Speedrunning the Villainess's Heart Live on Stream
Chapter 44: Bonfire Rest
Eloy pressed his thumb against his temple and pushed. Deviation Sense fired. The pulse ripped outward through the pre-war channels, and every node it touched echoed back with coordinates. Ten signatures.
The closest two were less than four hundred meters from the creek bank they’d just fled. The others fanned out in a crescent, closing the gap at speeds that turned his stomach.
"They’re still on the creek line." Eloy’s voice came out steadier than his pulse. "Getting out of the water bought us maybe ten minutes."
His hand went to the bandage wrapped around his head. Damp. Warm against his fingertips. He wiped it on his pants and kept moving.

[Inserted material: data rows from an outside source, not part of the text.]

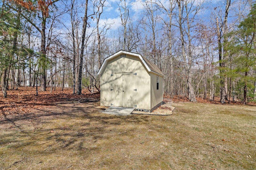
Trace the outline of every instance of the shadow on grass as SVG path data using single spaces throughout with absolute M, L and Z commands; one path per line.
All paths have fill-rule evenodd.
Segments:
M 126 135 L 122 131 L 124 130 L 118 129 L 118 133 L 115 129 L 124 123 L 148 123 L 149 116 L 107 115 L 100 112 L 99 106 L 95 99 L 58 102 L 35 109 L 32 113 L 11 116 L 4 114 L 0 125 L 5 125 L 7 130 L 0 135 L 0 143 L 22 149 L 41 145 L 43 149 L 36 149 L 38 154 L 58 149 L 85 149 L 86 143 L 109 139 L 118 133 Z M 96 149 L 89 148 L 86 149 Z

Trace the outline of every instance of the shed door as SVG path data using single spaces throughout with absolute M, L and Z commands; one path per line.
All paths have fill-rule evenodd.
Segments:
M 135 107 L 136 73 L 115 73 L 111 79 L 111 106 Z
M 114 73 L 111 74 L 111 106 L 123 106 L 122 86 L 123 78 L 122 74 Z
M 123 73 L 123 106 L 136 107 L 136 73 Z

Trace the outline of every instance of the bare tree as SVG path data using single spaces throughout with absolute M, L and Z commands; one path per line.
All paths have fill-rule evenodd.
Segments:
M 179 11 L 177 21 L 178 24 L 178 26 L 180 29 L 180 34 L 184 66 L 186 72 L 188 98 L 191 102 L 196 102 L 192 84 L 193 61 L 190 31 L 193 27 L 192 24 L 198 12 L 199 6 L 197 5 L 193 6 L 193 5 L 195 5 L 194 0 L 190 2 L 188 0 L 176 0 L 176 2 Z M 185 39 L 185 35 L 186 36 L 186 40 Z M 186 50 L 186 47 L 187 50 Z
M 84 51 L 85 46 L 85 39 L 86 33 L 86 27 L 87 26 L 87 10 L 88 6 L 88 0 L 85 1 L 85 8 L 84 11 L 84 16 L 83 20 L 83 28 L 82 29 L 82 42 L 81 46 L 81 53 L 80 54 L 80 63 L 79 63 L 79 73 L 78 74 L 78 86 L 77 94 L 82 94 L 82 74 L 83 59 L 84 59 Z

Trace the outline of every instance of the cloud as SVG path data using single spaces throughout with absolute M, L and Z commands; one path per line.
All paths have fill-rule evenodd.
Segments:
M 99 27 L 102 29 L 106 24 L 110 25 L 111 30 L 115 30 L 122 26 L 121 19 L 120 18 L 108 18 L 106 20 L 100 20 L 99 22 Z
M 144 4 L 145 4 L 145 2 L 142 2 L 141 0 L 138 0 L 131 4 L 131 8 L 135 12 L 138 13 L 138 12 L 143 10 L 144 8 L 143 5 Z

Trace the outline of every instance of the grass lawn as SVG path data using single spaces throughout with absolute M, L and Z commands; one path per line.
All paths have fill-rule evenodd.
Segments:
M 256 107 L 177 102 L 169 116 L 55 102 L 0 116 L 0 169 L 255 169 Z

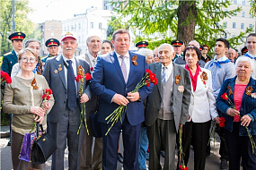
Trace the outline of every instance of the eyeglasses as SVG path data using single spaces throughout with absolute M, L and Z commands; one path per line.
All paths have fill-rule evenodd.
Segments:
M 28 62 L 30 61 L 31 64 L 34 64 L 34 63 L 37 62 L 37 59 L 35 59 L 35 58 L 25 58 L 25 57 L 22 57 L 22 58 L 21 58 L 21 61 L 22 61 L 22 63 L 28 63 Z

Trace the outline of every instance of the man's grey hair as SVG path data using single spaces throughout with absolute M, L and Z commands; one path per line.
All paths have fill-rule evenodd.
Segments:
M 191 46 L 190 45 L 190 43 L 193 43 L 195 44 L 194 46 L 197 47 L 197 48 L 200 48 L 200 44 L 197 41 L 197 40 L 191 40 L 190 42 L 189 42 L 189 46 Z
M 160 48 L 162 46 L 168 46 L 168 47 L 171 48 L 171 53 L 174 52 L 174 49 L 173 49 L 172 46 L 171 46 L 171 44 L 163 43 L 163 44 L 160 45 L 159 48 Z M 158 51 L 159 51 L 159 48 L 158 48 Z
M 40 46 L 41 46 L 40 41 L 39 41 L 38 39 L 31 38 L 26 41 L 25 47 L 28 47 L 31 42 L 38 42 Z
M 147 48 L 140 48 L 137 51 L 137 54 L 142 55 L 144 56 L 153 55 L 153 50 Z

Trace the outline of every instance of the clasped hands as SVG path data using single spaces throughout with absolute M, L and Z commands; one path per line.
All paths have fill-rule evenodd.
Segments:
M 127 98 L 120 94 L 116 93 L 113 96 L 112 102 L 118 105 L 127 106 L 129 103 L 129 101 L 135 102 L 138 100 L 140 96 L 138 92 L 135 92 L 135 93 L 128 92 Z
M 234 108 L 228 108 L 226 111 L 226 115 L 234 117 L 236 115 L 239 115 L 240 112 L 238 110 L 234 109 Z M 248 115 L 245 115 L 243 117 L 241 117 L 240 120 L 241 120 L 241 125 L 249 126 L 249 124 L 252 121 L 252 118 Z

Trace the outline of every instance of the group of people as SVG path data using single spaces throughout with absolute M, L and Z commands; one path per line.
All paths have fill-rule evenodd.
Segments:
M 40 41 L 29 39 L 22 49 L 25 37 L 22 32 L 10 35 L 13 50 L 4 55 L 1 66 L 13 80 L 5 84 L 3 107 L 13 115 L 11 150 L 14 170 L 44 169 L 44 164 L 19 159 L 24 133 L 31 131 L 34 122 L 42 123 L 57 142 L 52 169 L 64 169 L 66 146 L 69 169 L 117 169 L 118 159 L 122 157 L 120 134 L 124 169 L 147 169 L 147 149 L 148 169 L 162 169 L 163 151 L 163 169 L 179 169 L 181 153 L 175 162 L 175 150 L 180 146 L 179 132 L 182 132 L 182 164 L 187 166 L 192 145 L 194 169 L 202 170 L 209 151 L 211 122 L 218 123 L 220 117 L 225 119 L 225 127 L 216 125 L 221 139 L 220 167 L 227 168 L 229 161 L 229 169 L 240 169 L 242 157 L 243 169 L 255 169 L 256 153 L 248 136 L 249 132 L 256 141 L 255 33 L 246 38 L 248 52 L 236 60 L 230 58 L 235 53 L 225 38 L 216 39 L 213 59 L 207 55 L 209 47 L 200 46 L 196 40 L 186 47 L 182 41 L 174 40 L 154 50 L 147 49 L 148 43 L 142 41 L 137 44 L 138 51 L 132 52 L 129 33 L 120 29 L 114 31 L 112 41 L 89 37 L 88 51 L 75 56 L 77 39 L 66 32 L 60 42 L 56 38 L 47 40 L 49 55 L 40 58 Z M 79 90 L 81 82 L 75 80 L 80 72 L 78 66 L 92 74 L 92 79 L 83 84 L 83 94 Z M 157 84 L 131 92 L 147 69 L 155 74 Z M 42 105 L 47 89 L 53 94 Z M 229 100 L 222 98 L 225 92 Z M 125 113 L 110 127 L 106 117 L 120 105 L 126 106 Z M 81 117 L 84 106 L 86 118 Z M 95 113 L 102 137 L 93 140 L 90 118 Z M 83 121 L 77 133 L 81 119 L 86 123 Z

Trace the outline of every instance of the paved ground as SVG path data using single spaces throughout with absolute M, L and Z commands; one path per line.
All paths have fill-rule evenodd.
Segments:
M 3 128 L 2 128 L 3 131 Z M 0 139 L 0 151 L 1 151 L 1 170 L 11 170 L 12 169 L 12 158 L 11 158 L 11 147 L 7 146 L 9 139 L 8 138 L 1 138 Z M 122 147 L 122 146 L 121 146 Z M 211 155 L 207 158 L 206 163 L 206 170 L 218 170 L 219 168 L 219 155 L 218 155 L 218 149 L 219 149 L 219 142 L 218 139 L 216 137 L 216 141 L 214 142 L 211 141 Z M 122 150 L 122 148 L 121 148 Z M 193 161 L 194 161 L 194 152 L 193 149 L 190 150 L 190 162 L 188 165 L 188 167 L 190 170 L 193 170 Z M 177 159 L 177 157 L 176 157 Z M 163 164 L 164 159 L 161 157 L 161 164 Z M 146 161 L 146 164 L 148 165 L 148 161 Z M 51 157 L 46 162 L 46 170 L 50 170 L 50 165 L 51 165 Z M 65 155 L 65 169 L 67 168 L 67 150 L 66 150 Z M 118 163 L 118 168 L 117 170 L 122 170 L 122 164 Z M 242 168 L 241 168 L 242 169 Z

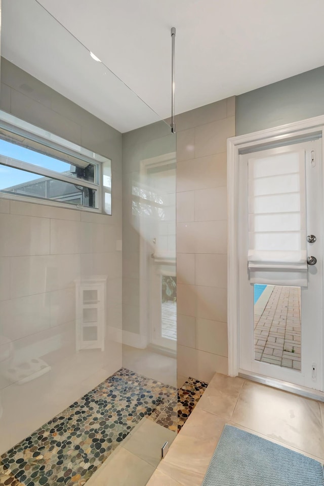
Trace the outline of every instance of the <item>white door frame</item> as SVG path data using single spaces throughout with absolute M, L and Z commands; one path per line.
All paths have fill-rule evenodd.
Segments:
M 287 145 L 290 141 L 307 140 L 308 136 L 310 139 L 315 134 L 321 134 L 322 153 L 324 154 L 323 132 L 324 116 L 320 116 L 227 139 L 227 329 L 230 376 L 237 376 L 239 372 L 238 169 L 240 154 L 270 148 L 273 143 L 282 142 Z M 324 189 L 323 181 L 322 189 Z M 322 211 L 324 215 L 324 208 Z

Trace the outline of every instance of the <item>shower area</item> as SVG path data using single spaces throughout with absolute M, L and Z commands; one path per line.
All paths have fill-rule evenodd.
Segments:
M 35 0 L 2 9 L 0 484 L 144 486 L 181 426 L 176 135 Z

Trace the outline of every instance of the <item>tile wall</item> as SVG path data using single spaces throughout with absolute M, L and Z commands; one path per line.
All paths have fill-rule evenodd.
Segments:
M 235 97 L 176 121 L 178 374 L 209 382 L 228 371 L 226 141 Z
M 122 366 L 122 199 L 118 132 L 3 59 L 0 107 L 111 158 L 113 180 L 111 216 L 0 198 L 1 454 Z M 97 274 L 104 350 L 77 352 L 74 280 Z M 44 374 L 8 374 L 33 360 Z

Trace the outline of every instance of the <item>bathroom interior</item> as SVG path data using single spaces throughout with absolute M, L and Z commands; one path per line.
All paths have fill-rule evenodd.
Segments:
M 0 482 L 144 484 L 178 428 L 176 135 L 35 0 L 2 15 Z
M 154 471 L 152 486 L 200 484 L 205 446 L 191 435 L 194 473 L 181 455 L 178 481 L 173 456 L 160 464 L 209 383 L 226 409 L 196 408 L 217 431 L 204 436 L 211 451 L 218 416 L 229 420 L 244 389 L 224 376 L 227 140 L 322 114 L 313 98 L 324 68 L 180 110 L 173 133 L 50 3 L 1 2 L 0 486 L 144 486 Z M 291 93 L 306 91 L 291 109 Z M 255 296 L 258 322 L 267 287 Z M 295 368 L 285 346 L 279 366 Z M 266 341 L 255 346 L 266 361 Z M 322 435 L 320 453 L 282 441 L 324 457 Z

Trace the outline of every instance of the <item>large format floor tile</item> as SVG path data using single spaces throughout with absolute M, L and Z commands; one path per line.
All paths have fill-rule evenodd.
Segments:
M 246 382 L 232 421 L 324 458 L 318 403 L 258 383 Z
M 207 386 L 189 378 L 177 400 L 122 368 L 3 454 L 0 486 L 144 486 Z
M 148 486 L 200 486 L 226 423 L 324 462 L 323 419 L 320 402 L 216 374 Z
M 116 450 L 96 474 L 87 482 L 87 486 L 143 486 L 154 470 L 137 456 L 123 447 Z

The gully was somewhere ahead. Isolde had said thirty meters, which in this terrain could mean thirty or three hundred. The underbrush clawed at his shins, releasing the sharp scent of crushed loam and rotting bark. His ankle screamed with every step on the uneven ground. Each throb was a reminder of the creek, the ping, the network lighting up like a signal flare he’d lit himself.
"The gully entrance is ahead. Thirty meters." Isolde’s voice cut through the brush from the left flank. "Do not step on the loose stone. It is not on any modern map."
She didn’t turn. Her path through the undergrowth was clean and deliberate, feet finding solid root and packed earth without hesitation. The kind of certainty that came from walking the same ground at twelve years old, alone, because the alternative was being found by something worse.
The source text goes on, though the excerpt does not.